Migrar dados entre bancos nao e copiar e colar. Envolve planejamento, mapeamento, testes e validacao. Sem um checklist estruturado, o risco de perda, duplicacao ou corrupcao cresce. Este guia cobre as etapas essenciais, do inventario inicial ao rollback, para que a migracao ocorra com o minimo de surpresa.

1. Planejamento e Escopo

Defina o objetivo da migracao

Antes de mover qualquer registro, responda: por que migrar? Mudanca de provedor, consolidacao de sistemas ou atualizacao de versao? O objetivo define o tipo de migracao (one-time, continua ou incremental) e os criterios de sucesso. Sem isso, nao ha como medir se a migracao deu certo.

Inventarie os dados de origem

Liste todas as tabelas, colunas, indices, triggers e stored procedures do banco de origem.
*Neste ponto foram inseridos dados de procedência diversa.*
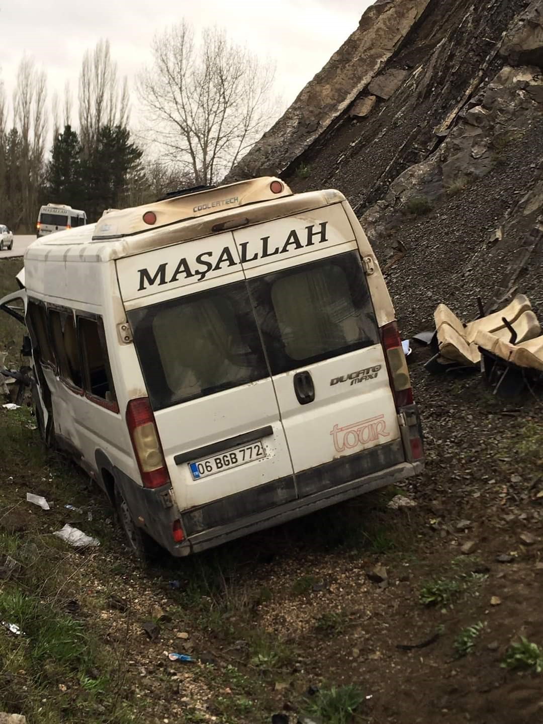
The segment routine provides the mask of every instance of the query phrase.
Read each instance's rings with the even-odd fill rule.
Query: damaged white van
[[[339,191],[264,177],[111,211],[30,246],[25,286],[1,303],[26,295],[43,439],[140,555],[422,469],[394,309]]]

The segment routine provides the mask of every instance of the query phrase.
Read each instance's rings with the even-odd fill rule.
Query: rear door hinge
[[[362,266],[363,267],[366,277],[369,277],[370,274],[372,274],[375,271],[373,257],[363,256],[362,258]]]
[[[119,334],[119,338],[123,345],[130,345],[133,341],[132,329],[130,329],[130,325],[127,321],[122,321],[120,324],[117,324],[117,331]]]

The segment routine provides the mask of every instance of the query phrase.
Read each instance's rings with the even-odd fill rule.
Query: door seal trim
[[[259,427],[258,430],[251,430],[249,432],[244,432],[242,435],[227,437],[225,440],[213,442],[210,445],[195,447],[187,452],[179,452],[174,456],[174,462],[176,465],[181,465],[182,463],[188,463],[189,460],[196,460],[198,458],[206,458],[208,455],[215,455],[216,452],[222,452],[224,450],[230,450],[232,447],[248,445],[249,442],[259,440],[261,437],[268,437],[273,434],[273,427],[271,425],[266,425],[266,427]]]

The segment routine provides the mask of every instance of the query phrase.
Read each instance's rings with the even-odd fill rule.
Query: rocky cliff
[[[390,0],[235,169],[343,191],[405,331],[515,288],[543,311],[543,0]]]

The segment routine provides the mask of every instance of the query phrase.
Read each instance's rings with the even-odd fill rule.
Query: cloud
[[[120,75],[131,88],[135,75],[151,61],[153,35],[185,18],[195,30],[210,25],[226,29],[233,41],[246,45],[263,60],[277,64],[276,92],[289,105],[305,84],[355,29],[369,0],[238,0],[206,3],[180,0],[93,0],[74,2],[18,0],[0,9],[2,28],[1,75],[9,96],[24,54],[46,70],[49,98],[61,96],[69,81],[74,100],[83,55],[108,38]],[[132,119],[138,102],[132,93]]]

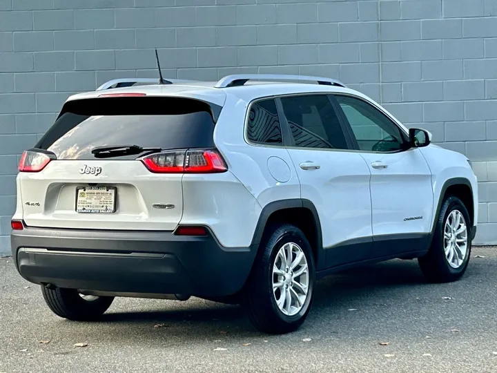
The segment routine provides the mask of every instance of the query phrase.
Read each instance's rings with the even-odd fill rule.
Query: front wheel
[[[418,260],[425,276],[433,283],[449,283],[466,271],[471,254],[471,220],[456,197],[444,201],[428,254]]]
[[[49,289],[43,285],[41,293],[54,314],[75,321],[98,319],[114,300],[112,296],[85,296],[75,289]]]
[[[311,309],[314,258],[302,231],[290,224],[268,229],[244,298],[252,323],[261,332],[284,334],[304,323]]]

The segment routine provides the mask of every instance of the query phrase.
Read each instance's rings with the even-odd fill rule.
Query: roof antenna
[[[162,72],[160,69],[160,62],[159,62],[159,55],[157,52],[157,48],[155,48],[155,59],[157,61],[157,68],[159,68],[159,84],[171,84],[171,82],[164,80],[162,77]]]

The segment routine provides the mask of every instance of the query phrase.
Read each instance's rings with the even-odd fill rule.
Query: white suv
[[[56,314],[195,296],[284,333],[333,272],[395,258],[430,281],[465,272],[476,178],[428,132],[327,78],[161,82],[71,97],[22,156],[12,255]]]

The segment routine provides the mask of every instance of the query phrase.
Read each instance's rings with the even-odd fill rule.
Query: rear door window
[[[281,97],[281,103],[295,146],[349,149],[340,120],[328,96]]]
[[[36,147],[58,160],[94,160],[97,146],[177,149],[214,146],[213,112],[191,99],[106,97],[68,102]],[[136,154],[113,159],[136,159]]]

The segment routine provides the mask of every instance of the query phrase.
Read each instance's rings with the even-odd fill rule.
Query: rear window
[[[170,97],[106,97],[67,102],[36,147],[58,160],[94,160],[97,146],[163,149],[214,146],[213,115],[221,108]],[[136,159],[139,155],[113,159]]]

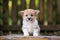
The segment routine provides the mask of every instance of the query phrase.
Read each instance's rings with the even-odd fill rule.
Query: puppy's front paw
[[[39,36],[39,34],[38,33],[34,33],[33,36]]]

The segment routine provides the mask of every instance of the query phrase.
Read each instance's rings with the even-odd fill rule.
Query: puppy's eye
[[[31,14],[31,16],[33,16],[33,15]]]
[[[28,16],[28,15],[26,15],[26,16]]]

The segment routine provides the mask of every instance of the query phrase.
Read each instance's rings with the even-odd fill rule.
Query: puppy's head
[[[26,9],[24,11],[20,11],[19,13],[23,16],[23,20],[33,21],[36,19],[36,15],[38,15],[39,10]]]

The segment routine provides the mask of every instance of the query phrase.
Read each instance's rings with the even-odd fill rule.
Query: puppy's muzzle
[[[28,20],[31,20],[31,18],[28,18]]]

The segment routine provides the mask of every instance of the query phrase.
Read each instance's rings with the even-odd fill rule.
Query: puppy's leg
[[[29,33],[28,33],[27,29],[23,29],[23,33],[24,33],[24,36],[29,36]]]
[[[39,36],[39,30],[38,29],[34,29],[33,36]]]

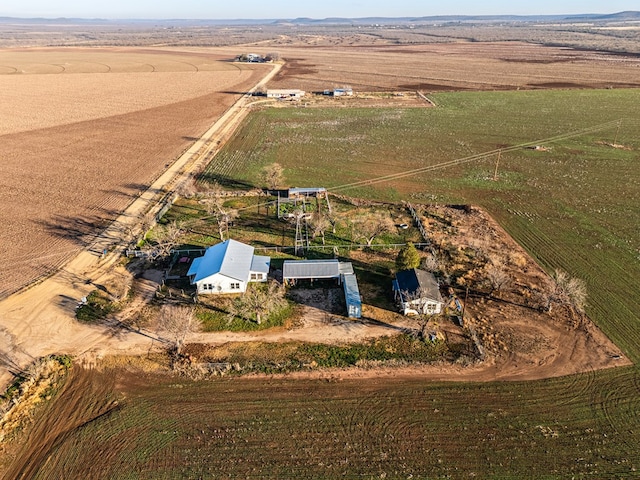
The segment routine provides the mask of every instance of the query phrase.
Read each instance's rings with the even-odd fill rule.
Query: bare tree
[[[325,245],[325,232],[331,227],[331,221],[328,217],[322,214],[315,214],[311,217],[311,228],[313,229],[312,238],[316,238],[318,235],[322,237],[322,244]]]
[[[143,250],[152,260],[166,258],[180,244],[180,237],[184,230],[176,221],[173,221],[164,227],[158,227],[155,233],[155,243],[147,243]]]
[[[229,308],[229,320],[235,317],[252,319],[255,317],[257,324],[268,316],[274,309],[282,307],[284,299],[284,287],[271,281],[264,285],[250,285],[244,295],[237,297]]]
[[[267,188],[275,190],[284,183],[284,169],[279,163],[271,163],[262,169],[262,180]]]
[[[438,260],[438,257],[436,257],[432,253],[428,254],[422,260],[422,268],[428,270],[429,272],[437,272],[438,270],[440,270],[440,261]]]
[[[225,207],[222,197],[220,196],[208,196],[201,203],[205,206],[207,214],[214,217],[218,224],[218,234],[220,240],[224,242],[225,233],[229,232],[229,225],[238,218],[238,211]]]
[[[543,292],[544,308],[551,311],[553,304],[563,305],[578,314],[584,313],[587,302],[587,286],[584,280],[569,276],[563,270],[556,269],[552,281]]]
[[[166,332],[176,355],[182,353],[184,342],[190,333],[201,328],[200,320],[195,316],[193,307],[180,305],[164,305],[158,316],[158,329]]]
[[[511,283],[511,276],[506,272],[504,265],[492,263],[485,268],[485,281],[489,285],[492,295],[501,292]]]
[[[393,231],[395,223],[382,212],[360,215],[353,223],[353,235],[356,240],[364,240],[368,247],[383,233]]]
[[[410,270],[420,266],[420,253],[411,242],[407,243],[396,257],[396,267],[398,270]]]

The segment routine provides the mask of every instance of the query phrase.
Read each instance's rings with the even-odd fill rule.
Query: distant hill
[[[640,21],[640,11],[611,14],[576,15],[437,15],[426,17],[363,17],[323,19],[125,19],[100,18],[16,18],[0,17],[0,24],[34,25],[158,25],[158,26],[207,26],[207,25],[398,25],[424,23],[528,23],[528,22],[626,22]]]

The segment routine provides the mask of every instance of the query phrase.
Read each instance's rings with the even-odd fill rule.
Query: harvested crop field
[[[273,88],[308,91],[350,85],[357,91],[517,90],[638,87],[637,56],[522,42],[427,45],[288,46]]]
[[[266,73],[163,49],[0,51],[0,297],[57,269]]]

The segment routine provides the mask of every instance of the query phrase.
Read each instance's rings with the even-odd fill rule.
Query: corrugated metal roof
[[[351,262],[340,262],[340,275],[353,275],[353,265]]]
[[[442,302],[436,277],[432,273],[417,268],[396,273],[393,289],[398,290],[403,295],[405,292],[413,295],[420,289],[425,298],[428,297],[431,300]]]
[[[263,255],[254,255],[251,261],[251,271],[256,273],[269,274],[269,265],[271,264],[271,257],[265,257]]]
[[[193,282],[221,273],[229,278],[248,281],[251,262],[253,261],[253,247],[236,240],[227,240],[207,248],[204,256],[196,266]],[[192,264],[193,268],[193,264]],[[192,269],[190,268],[191,272]]]
[[[317,195],[318,193],[325,193],[327,191],[324,187],[308,187],[308,188],[290,188],[288,193],[289,196],[295,195]]]
[[[187,272],[187,277],[191,275],[195,275],[198,273],[198,267],[200,266],[200,262],[202,261],[202,257],[194,258],[191,262],[191,266],[189,267],[189,271]]]
[[[282,277],[288,279],[338,278],[340,262],[329,260],[285,260]]]

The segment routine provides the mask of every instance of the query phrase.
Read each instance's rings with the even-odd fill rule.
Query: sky
[[[640,10],[638,0],[0,0],[0,16],[262,19],[541,15]]]

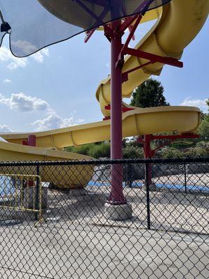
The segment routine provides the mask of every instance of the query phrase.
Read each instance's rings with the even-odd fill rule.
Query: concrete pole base
[[[125,220],[132,217],[132,205],[130,203],[125,204],[111,204],[106,202],[104,204],[104,217],[107,220]]]
[[[146,191],[146,184],[143,185],[142,190],[144,190]],[[154,183],[152,183],[149,184],[149,190],[150,191],[157,191],[157,188],[156,186],[156,184],[155,184]]]

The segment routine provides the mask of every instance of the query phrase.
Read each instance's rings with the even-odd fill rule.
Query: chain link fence
[[[132,218],[107,218],[123,166]],[[0,164],[2,278],[208,278],[209,158]]]

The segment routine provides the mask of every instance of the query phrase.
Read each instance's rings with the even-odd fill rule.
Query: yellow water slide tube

Inclua tambem dados nao estruturados, como arquivos e documentos, se fizerem parte do escopo. Um inventario completo evita que dados esquecidos sejam perdidos no processo.

Identifique os consumidores dos dados

Quem usa esses dados? Aplicacoes, relatorios, integracoes? Cada consumidor pode ter requisitos diferentes de formato, latencia e disponibilidade. Mapear os consumidores ajuda a priorizar o que migrar primeiro e a planejar janelas de indisponibilidade.

2. Backup e Seguranca

Faca backup completo antes de qualquer acao

Nunca inicie uma migracao sem um backup verificavel do banco de origem. O backup deve ser testado, nao apenas criado. Restaure-o em um ambiente isolado para confirmar que os dados estao legiveis e completos. Um backup corrompido nao serve como rede de seguranca.

Garanta a integridade dos dados em transito

Se os dados trafegarem por rede, use criptografia (TLS/SSL). Se houver dados sensiveis, como CPF ou dados de cartao, considere mascaramento em ambientes de teste. A LGPD exige protecao, e um vazamento durante a migracao pode gerar multa e dano a reputacao.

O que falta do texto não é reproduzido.